Summarizing large data using principal component analysis

Suppose that you would like to build a predictor for an individual's expected net fiscal worth at age 45. There are a huge number of variables to be considered: IQ, current fiscal worth, marriage status, height, geographical location, health, education, career state, age, and many others you might come up with, such as number of LinkedIn connections or SAT scores.

The trouble with having so many features is several-fold. First, the amount of data, which will incur high storage costs and computational time for your algorithm. Second, with a large feature space, it is critical to have a large amount of data for the model to be accurate. That's to say, it becomes harder to distinguish the signal from the noise. For these reasons, when dealing with high-dimensional data such as this, we often employ dimensionality reduction techniques, such as PCA. More information on the topic can be found at https://en.wikipedia.org/wiki/Principal_component_analysis.

PCA allows us to take our features and return a smaller number of new features, formed from our original ones, with maximal explanatory power. In addition, since the new features are linear combinations of the old features, this allows us to anonymize our data, which is very handy when working with financial information, for example.

Getting ready

The preparation for this recipe consists of installing the scikit-learn and pandas packages in pip. The command for this is as follows:

pip install sklearn pandas

In addition, we will be utilizing the same dataset, malware_pe_headers.csv, as in the previous recipe.

How to do it...

In this section, we'll walk through a recipe showing how to use PCA on data:

Start by importing the necessary libraries and reading in the dataset:

from sklearn.decomposition import PCA
import pandas as pd

data = pd.read_csv("file_pe_headers.csv", sep=",")
X = data.drop(["Name", "Malware"], axis=1).to_numpy()

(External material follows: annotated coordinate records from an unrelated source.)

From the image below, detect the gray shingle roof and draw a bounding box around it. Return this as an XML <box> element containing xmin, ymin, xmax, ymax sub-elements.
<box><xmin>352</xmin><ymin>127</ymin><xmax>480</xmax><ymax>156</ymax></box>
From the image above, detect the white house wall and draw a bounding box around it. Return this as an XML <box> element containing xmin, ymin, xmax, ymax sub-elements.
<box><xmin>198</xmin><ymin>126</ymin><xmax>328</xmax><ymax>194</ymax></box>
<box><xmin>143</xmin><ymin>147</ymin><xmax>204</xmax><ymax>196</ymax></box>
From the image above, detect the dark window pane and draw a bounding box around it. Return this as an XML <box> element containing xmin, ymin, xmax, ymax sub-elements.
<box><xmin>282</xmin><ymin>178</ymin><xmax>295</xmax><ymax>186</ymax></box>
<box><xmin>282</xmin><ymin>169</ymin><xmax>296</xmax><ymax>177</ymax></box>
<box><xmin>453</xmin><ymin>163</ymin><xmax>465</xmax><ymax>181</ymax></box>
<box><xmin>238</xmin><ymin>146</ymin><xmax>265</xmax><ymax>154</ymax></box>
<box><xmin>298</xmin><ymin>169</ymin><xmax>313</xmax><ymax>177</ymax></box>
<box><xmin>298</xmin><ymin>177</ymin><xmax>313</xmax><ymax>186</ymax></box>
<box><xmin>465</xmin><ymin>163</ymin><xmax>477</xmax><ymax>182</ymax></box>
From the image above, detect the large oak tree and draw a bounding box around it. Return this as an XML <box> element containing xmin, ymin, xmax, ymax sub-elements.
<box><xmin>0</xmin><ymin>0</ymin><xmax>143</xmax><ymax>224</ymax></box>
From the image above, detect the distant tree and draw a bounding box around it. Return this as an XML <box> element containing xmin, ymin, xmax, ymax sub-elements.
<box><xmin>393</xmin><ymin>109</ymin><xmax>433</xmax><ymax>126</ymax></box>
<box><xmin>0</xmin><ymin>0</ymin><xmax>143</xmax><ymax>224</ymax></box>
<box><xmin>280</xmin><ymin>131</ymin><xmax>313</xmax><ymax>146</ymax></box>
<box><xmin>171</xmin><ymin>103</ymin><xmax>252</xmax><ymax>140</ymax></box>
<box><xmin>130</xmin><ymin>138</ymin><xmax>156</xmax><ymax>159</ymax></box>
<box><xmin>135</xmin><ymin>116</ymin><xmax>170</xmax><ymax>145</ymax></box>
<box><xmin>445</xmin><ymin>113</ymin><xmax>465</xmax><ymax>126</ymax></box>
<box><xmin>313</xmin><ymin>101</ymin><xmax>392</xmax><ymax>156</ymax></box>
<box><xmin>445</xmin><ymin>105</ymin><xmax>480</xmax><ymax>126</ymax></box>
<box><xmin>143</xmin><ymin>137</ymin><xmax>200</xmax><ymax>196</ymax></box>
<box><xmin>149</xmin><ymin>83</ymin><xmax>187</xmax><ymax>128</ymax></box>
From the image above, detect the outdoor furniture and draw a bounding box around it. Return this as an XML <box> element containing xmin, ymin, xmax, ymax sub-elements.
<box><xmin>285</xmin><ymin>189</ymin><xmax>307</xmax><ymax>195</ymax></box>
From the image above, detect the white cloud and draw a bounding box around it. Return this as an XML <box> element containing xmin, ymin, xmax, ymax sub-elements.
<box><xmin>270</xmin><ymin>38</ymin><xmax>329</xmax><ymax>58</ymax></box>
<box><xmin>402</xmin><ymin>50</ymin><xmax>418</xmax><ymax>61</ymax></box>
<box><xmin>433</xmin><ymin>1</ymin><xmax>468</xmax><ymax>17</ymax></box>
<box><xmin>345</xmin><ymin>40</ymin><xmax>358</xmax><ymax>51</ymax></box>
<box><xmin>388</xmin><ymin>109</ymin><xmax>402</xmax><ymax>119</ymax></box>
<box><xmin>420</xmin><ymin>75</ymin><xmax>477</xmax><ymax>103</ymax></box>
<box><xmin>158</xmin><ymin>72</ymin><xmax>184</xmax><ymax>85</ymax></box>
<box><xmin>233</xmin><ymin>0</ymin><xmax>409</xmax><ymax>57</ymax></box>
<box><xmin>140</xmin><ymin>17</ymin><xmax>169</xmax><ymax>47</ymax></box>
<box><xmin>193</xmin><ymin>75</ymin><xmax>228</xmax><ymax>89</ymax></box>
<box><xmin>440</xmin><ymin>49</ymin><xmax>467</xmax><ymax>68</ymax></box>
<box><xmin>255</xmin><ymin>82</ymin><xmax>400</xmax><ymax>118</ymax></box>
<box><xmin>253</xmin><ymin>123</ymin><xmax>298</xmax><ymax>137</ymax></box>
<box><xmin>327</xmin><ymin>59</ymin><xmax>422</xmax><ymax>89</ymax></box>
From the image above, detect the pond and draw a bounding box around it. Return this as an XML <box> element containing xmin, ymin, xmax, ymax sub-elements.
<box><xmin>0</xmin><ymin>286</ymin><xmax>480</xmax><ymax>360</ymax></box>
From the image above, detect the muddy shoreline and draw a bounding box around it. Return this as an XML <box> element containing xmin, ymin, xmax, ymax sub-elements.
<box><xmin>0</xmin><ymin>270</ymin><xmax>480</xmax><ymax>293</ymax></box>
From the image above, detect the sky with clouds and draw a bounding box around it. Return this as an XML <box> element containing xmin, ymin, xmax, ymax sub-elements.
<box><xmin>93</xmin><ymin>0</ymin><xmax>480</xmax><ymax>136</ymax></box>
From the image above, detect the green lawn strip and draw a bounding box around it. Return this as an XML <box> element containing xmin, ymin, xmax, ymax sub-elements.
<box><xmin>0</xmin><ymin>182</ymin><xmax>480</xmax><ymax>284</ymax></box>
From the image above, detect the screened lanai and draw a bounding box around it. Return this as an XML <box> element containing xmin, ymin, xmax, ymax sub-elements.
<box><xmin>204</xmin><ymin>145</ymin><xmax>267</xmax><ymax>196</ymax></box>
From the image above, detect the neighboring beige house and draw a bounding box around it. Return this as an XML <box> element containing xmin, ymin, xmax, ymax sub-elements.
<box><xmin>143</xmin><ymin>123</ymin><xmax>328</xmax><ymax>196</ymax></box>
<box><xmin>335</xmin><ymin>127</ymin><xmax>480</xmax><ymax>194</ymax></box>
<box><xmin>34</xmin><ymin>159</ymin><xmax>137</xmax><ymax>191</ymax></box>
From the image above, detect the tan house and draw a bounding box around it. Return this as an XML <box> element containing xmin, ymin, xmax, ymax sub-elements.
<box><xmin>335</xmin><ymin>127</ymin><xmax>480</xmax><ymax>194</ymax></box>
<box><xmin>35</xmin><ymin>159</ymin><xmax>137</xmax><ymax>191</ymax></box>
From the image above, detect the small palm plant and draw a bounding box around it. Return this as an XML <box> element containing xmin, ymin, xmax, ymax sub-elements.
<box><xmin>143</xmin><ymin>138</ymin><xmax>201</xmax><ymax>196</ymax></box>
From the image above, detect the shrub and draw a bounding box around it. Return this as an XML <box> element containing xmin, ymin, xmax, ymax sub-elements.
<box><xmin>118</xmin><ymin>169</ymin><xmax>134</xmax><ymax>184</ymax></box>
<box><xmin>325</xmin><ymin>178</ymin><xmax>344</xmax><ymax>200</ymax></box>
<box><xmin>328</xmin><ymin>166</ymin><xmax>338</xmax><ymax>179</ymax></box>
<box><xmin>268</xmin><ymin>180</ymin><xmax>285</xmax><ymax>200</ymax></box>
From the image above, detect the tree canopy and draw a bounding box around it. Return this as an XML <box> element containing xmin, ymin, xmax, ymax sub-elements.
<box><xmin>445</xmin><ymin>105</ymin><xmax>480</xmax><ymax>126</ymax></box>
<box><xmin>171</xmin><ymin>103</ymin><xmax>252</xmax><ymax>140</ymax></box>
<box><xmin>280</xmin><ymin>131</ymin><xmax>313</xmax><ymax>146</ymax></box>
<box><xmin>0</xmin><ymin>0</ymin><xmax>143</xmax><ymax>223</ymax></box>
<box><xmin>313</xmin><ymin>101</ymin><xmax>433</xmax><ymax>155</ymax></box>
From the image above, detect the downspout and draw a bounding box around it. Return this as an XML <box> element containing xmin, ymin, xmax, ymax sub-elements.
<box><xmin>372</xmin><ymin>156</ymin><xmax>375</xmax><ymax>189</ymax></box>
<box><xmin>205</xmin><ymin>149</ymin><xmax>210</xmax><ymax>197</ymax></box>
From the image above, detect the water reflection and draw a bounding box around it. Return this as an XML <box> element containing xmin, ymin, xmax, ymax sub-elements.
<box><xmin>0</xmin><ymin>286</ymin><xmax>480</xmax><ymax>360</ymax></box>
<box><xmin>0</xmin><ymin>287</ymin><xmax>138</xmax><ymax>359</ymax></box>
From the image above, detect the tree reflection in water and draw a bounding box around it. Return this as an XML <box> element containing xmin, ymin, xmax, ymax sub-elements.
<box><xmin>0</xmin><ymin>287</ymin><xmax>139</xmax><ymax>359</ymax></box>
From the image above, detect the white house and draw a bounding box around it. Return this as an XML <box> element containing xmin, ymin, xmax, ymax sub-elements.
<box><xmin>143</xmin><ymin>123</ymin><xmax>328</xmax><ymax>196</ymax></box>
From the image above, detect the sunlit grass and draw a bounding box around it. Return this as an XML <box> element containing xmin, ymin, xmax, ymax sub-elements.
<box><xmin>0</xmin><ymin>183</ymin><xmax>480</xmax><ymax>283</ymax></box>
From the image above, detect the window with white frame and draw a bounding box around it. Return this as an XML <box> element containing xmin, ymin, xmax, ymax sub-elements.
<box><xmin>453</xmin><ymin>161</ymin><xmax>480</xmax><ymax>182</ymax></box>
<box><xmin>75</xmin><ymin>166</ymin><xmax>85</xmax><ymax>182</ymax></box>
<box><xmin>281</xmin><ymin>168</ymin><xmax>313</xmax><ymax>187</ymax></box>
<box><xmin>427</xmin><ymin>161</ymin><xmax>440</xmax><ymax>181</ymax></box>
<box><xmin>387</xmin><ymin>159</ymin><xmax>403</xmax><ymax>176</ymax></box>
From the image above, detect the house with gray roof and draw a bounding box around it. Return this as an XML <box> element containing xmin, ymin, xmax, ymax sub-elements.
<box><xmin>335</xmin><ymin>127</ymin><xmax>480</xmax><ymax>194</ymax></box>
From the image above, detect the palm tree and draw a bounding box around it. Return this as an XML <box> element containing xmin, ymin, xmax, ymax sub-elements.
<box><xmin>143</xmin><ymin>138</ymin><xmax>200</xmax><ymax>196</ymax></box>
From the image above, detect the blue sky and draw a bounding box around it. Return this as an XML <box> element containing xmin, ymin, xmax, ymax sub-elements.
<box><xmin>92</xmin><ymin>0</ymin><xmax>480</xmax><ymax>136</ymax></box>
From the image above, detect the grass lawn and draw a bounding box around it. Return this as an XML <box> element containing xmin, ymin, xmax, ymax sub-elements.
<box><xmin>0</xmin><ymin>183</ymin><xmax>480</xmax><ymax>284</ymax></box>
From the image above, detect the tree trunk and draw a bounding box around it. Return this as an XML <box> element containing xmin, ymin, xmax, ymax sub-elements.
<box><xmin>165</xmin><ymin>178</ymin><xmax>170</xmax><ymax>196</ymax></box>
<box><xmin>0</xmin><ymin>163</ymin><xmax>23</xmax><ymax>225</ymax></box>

Standardize the dataset, as is necessary before applying PCA:

from sklearn.preprocessing import StandardScaler

X_standardized = StandardScaler().fit_transform(X)

Instantiate a PCA instance and use it to reduce the dimensionality of our data:

pca = PCA()
pca.fit_transform(X_standardized)

Assess the effectiveness of your dimensionality reduction:

print(pca.explained_variance_ratio_)

The following screenshot shows the output:

How it works...

We begin by reading in our dataset and then standardizing it, as in the recipe on standardizing data (steps 1 and 2). (It is necessary to work with standardized data before applying PCA). We now instantiate a new PCA transformer instance, and use it to both learn the transformation (fit) and also apply the transform to the dataset, using fit_transform (step 3). In step 4, we analyze our transformation. In particular, note that the elements of pca.explained_variance_ratio_ indicate how much of the variance is accounted for in each direction. The sum is 1, indicating that all the variance is accounted for if we consider the full space in which the data lives. However, just by taking the first few directions, we can account for a large portion of the variance, while limiting our dimensionality. In our example, the first 40 directions account for 90% of the variance:

sum(pca.explained_variance_ratio_[0:40])

This produces the following output:

0.9068522354673663

This means that we can reduce our number of features to 40 (from 78) while preserving 90% of the variance. The implications of this are that many of the features of the PE header are closely correlated, which is understandable, as they are not designed to be independent.